Novo Nordisk also shared that it has developed its own connected insulin pen that will pilot in Europe this year. The product will be based on the existing Echo pen, passively tracking insulin doses and sending the dosing data to a smartphone app. This has long been a major need for injections: gathering objective data on insulin doses (no manual logging!) and hopefully showing recent doses (insulin on board) to prevent insulin “stacking” (taking too many doses in quick succession). Given Glooko’s expertise with apps, it could very well help Novo Nordisk with the paired smartphone app that receives dosing information from the pen. (On a related note, Bluetooth-enabled smart pen developer Companion Medical plans to launch its own connected pen and app this year in the US).

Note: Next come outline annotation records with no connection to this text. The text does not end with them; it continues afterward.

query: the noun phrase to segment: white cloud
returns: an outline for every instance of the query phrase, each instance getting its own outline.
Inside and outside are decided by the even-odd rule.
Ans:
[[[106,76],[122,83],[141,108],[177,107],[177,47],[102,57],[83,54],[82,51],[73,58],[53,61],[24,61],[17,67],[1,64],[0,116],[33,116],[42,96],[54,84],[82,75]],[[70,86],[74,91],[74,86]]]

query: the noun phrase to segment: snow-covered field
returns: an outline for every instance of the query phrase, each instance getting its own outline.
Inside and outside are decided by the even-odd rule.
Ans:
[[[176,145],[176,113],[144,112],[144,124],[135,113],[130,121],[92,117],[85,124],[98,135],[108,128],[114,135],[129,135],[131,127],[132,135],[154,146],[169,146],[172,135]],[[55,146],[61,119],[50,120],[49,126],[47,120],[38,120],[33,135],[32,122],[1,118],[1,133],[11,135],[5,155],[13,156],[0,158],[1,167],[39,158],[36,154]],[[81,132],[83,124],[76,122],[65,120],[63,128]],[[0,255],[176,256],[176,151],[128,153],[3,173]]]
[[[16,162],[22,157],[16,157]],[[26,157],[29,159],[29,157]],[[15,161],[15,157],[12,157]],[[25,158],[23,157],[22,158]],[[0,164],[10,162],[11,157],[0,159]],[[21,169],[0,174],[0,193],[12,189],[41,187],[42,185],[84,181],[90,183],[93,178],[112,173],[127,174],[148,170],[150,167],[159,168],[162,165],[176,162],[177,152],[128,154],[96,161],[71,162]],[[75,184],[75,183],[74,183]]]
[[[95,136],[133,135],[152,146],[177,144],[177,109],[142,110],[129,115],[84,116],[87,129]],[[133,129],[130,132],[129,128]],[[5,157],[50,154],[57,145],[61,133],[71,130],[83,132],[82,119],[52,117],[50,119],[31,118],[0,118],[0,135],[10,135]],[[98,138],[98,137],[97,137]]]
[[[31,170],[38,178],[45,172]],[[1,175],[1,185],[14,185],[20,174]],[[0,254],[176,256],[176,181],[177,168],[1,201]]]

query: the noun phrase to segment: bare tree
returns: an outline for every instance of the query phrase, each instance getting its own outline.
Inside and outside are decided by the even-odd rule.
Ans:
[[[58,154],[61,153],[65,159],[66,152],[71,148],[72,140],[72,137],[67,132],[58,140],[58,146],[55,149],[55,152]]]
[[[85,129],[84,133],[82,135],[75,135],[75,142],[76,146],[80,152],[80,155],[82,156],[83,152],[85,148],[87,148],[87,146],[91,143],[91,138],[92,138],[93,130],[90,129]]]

In addition to the new Glooko partnership, Novo Nordisk has an existing partnership with IBM Watson, the intelligent supercomputer that won Jeopardy! in 2011. All three companies will work together in the future, combining Novo Nordisk’s insulin therapy and education expertise, Glooko’s software, apps, and data expertise, and IBM Watson’s intelligent computing power to create personalized digital tools, and even a “virtual diabetes coach.” (Medtronic is also partnered with IBM Watson and will launch its own novel diabetes data app, Sugar.IQ, later this year.)
This news is an important and positive sign that insulin companies recognize the value of connected devices, used with companion software, and how they can dramatically improve decision-making (insulin still causes hundreds of thousands of hospitalizations every year, some of which could be avoided with more informed dosing recommendations).
Other connected insulin pens, caps, and needles are also in development, including Common Sensing’s GoCap (currently in a study at Joslin), Timesulin Dose Capture (regulatory filing expected this year), BD’s “Smart Sense” pen needles (expected to launch in 2018), and possible others by Onduo, a new Sanofi and Verily partnership (Verily is the former Google Life Sciences).